Ankara’dan kendisine davet geldiği zaman hiçbir tereddüt emaresi göstermeksizin yol hazırlıklarına girişmesi de gösteriyor ki Âkif zaten bu mücadele yüzünden başına gelebilecek her türlü dert ve sıkıntıyı göze almış bulunmaktadır.
O, Millî Mücadele’nin vatan müdafaası, din müdafaası, namus ve haysiyet müdafaası olduğunu biliyordu. Bu yüzdendir ki, Balıkesir hitabesinin ana fikrini Yalnız müdafaa-yı dîn ü vatan olarak belirlemiştir.
Âkif, Millî Mücadeleye şair, hatip, seyyah, gazeteci, siyasetçi olarak katıldı. Onun çabaları çok yönlü ve çok verimli olmuştur.

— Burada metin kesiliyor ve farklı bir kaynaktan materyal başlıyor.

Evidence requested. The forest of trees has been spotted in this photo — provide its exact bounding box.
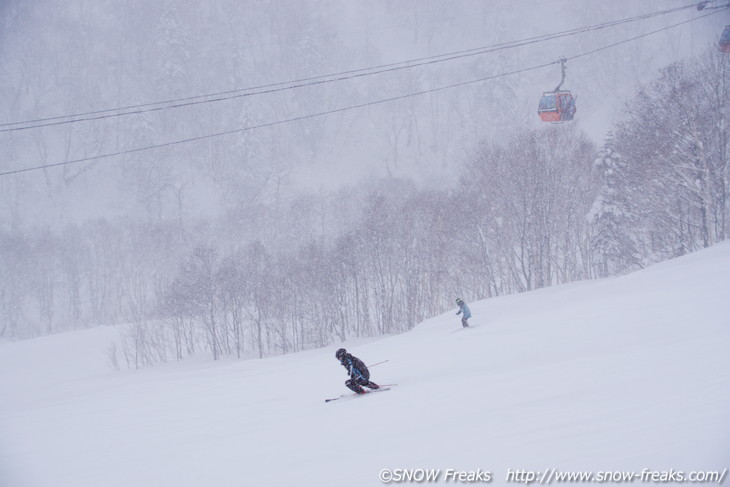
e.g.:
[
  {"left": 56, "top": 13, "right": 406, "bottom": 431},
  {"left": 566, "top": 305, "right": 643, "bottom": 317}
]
[{"left": 0, "top": 51, "right": 730, "bottom": 367}]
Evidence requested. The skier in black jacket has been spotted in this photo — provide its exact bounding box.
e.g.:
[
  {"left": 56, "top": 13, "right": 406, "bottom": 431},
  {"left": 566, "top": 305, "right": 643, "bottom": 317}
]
[{"left": 335, "top": 348, "right": 380, "bottom": 394}]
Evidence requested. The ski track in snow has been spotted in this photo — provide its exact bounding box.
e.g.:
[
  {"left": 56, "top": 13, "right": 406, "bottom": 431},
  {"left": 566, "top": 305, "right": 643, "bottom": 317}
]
[{"left": 0, "top": 243, "right": 730, "bottom": 487}]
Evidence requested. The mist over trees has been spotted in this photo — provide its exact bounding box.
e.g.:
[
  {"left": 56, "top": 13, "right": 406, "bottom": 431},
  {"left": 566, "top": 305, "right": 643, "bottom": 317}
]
[{"left": 0, "top": 2, "right": 730, "bottom": 368}]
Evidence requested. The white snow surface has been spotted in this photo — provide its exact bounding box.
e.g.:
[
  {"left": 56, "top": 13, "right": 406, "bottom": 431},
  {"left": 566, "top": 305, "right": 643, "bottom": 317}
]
[{"left": 0, "top": 243, "right": 730, "bottom": 487}]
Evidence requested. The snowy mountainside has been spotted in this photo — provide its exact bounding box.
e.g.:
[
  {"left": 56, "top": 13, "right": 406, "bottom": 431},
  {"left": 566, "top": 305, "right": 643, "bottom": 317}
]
[{"left": 0, "top": 243, "right": 730, "bottom": 487}]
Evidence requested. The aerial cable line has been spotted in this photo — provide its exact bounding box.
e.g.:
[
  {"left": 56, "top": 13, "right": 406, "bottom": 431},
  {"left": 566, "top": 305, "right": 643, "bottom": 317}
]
[
  {"left": 0, "top": 3, "right": 696, "bottom": 133},
  {"left": 0, "top": 6, "right": 730, "bottom": 177},
  {"left": 566, "top": 4, "right": 730, "bottom": 60}
]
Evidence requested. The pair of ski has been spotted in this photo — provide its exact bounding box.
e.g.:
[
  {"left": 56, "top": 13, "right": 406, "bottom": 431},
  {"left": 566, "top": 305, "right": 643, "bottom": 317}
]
[{"left": 324, "top": 384, "right": 398, "bottom": 402}]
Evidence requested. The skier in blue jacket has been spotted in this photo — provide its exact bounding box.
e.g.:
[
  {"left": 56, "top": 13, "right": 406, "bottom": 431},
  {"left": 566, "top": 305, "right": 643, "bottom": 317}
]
[
  {"left": 335, "top": 348, "right": 380, "bottom": 394},
  {"left": 456, "top": 298, "right": 471, "bottom": 328}
]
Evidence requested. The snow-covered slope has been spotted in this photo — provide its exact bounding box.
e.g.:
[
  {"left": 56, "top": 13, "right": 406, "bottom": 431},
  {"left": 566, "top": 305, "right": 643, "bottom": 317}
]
[{"left": 0, "top": 243, "right": 730, "bottom": 487}]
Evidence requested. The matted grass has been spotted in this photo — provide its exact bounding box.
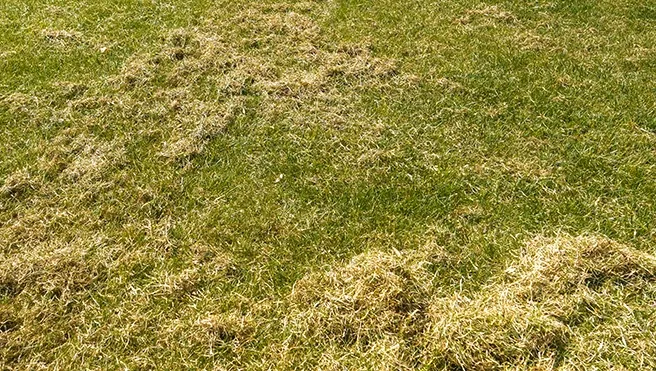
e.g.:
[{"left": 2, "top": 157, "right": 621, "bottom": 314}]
[{"left": 0, "top": 0, "right": 656, "bottom": 370}]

2.1.Şair Âkif ve Millî Mücadele
Âkif, Balıkesir’de ziyaretine gittiği Öğretmen Okulunda öğrencilerin sorusu üzerine, San’at san’at içindir düstûru iflâs etmiştir cevabını vermişti.[3] Bu beyanatından sekiz yıl kadar önce Sebilürreşad’da yayınlanan Edebiyat başlıklı yazısında (8 Mart 1912) “ …bizim gibi aç, çıplak milletlere süsten, çerezden evvel giyecek, yiyecek lâzım. Onun için ne kadar süslü, ne kadar tatlı olursa olsun, libas hizmetini, gıda vazifesini görmeyen edebiyat bize hiç söylemez.” diyerek, bu konudaki görüşünü ortaya koymuştu. Âkif karakterindeki bir sanatçının, o şartlarda, başka türlü düşünmesi de beklenemezdi.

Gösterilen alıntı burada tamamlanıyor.